The attack is a well-choreographed scenario. Aircraft can hold anywhere from eight to 16 jumpers, a ‘spotter’ who stays with the plane, the pilot and provisions to make the jumpers self-sufficient for 72 hours. The spotter is responsible for the safe release of the jumpers. Once the jumpers have landed, the aircraft will circle around and drop their cargo by parachute from just above treetop height. The spotter also is responsible for communicating essential information about the wind, fire activity and the terrain to the jumpers, the pilot and to dispatch centers.
“Jumping from a plane is fun, don’t get me wrong,” said Forest Service smokejumper Colby Jackson. “But it is the people we interact with that makes this job so great.”
Jackson has been a smokejumper for the past 10 years, currently working out of the Missoula, Mont., smokejumper base. Prior to that, he was on a hotshot crew and has had extensive wildland fire management experience.
“One thing is certain,” Jackson said. “We definitely learn something new from every experience we encounter.”
Smokejumpers must be in top physical condition. They oftentimes carry more than 110 pounds on their backs when they are packing out from the fire.
Training for smokejumpers includes parachute maneuvering and emergency procedures, landing rolls, safe aircraft exiting, and you guessed it – tree climbing.

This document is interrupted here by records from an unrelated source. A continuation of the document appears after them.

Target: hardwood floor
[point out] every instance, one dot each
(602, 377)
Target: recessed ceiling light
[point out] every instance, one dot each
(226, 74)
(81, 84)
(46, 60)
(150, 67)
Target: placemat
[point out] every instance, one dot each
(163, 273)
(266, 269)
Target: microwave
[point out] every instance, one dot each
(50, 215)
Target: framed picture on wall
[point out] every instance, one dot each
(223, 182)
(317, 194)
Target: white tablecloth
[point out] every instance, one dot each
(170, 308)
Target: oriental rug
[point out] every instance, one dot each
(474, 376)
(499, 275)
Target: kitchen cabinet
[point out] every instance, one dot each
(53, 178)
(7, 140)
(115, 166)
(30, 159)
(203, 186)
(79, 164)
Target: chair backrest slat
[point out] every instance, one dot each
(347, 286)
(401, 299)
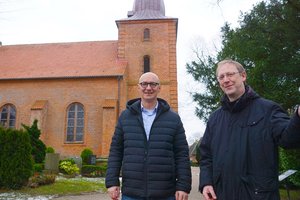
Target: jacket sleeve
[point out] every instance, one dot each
(286, 131)
(115, 157)
(206, 176)
(183, 167)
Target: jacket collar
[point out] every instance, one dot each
(134, 105)
(240, 103)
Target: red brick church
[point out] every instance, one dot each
(77, 90)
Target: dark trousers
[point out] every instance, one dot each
(124, 197)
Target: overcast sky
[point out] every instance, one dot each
(51, 21)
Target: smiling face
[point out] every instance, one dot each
(231, 80)
(149, 87)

Some training sites even have ‘virtual reality’ parachute jump simulators that provide on the ground practice.
“When people ask me what it takes to be a smokejumper, I say if you like the outdoors, you like adventure, you like fire, you are in good shape and you like to put in a hard day’s work, this job is for you,” said Jackson. “But be prepared, our assignments can last for 14 days in remote areas in some very challenging conditions.”
More than 270 smokejumpers are working from Forest Service bases in California, Idaho, Montana, Oregon and Washington.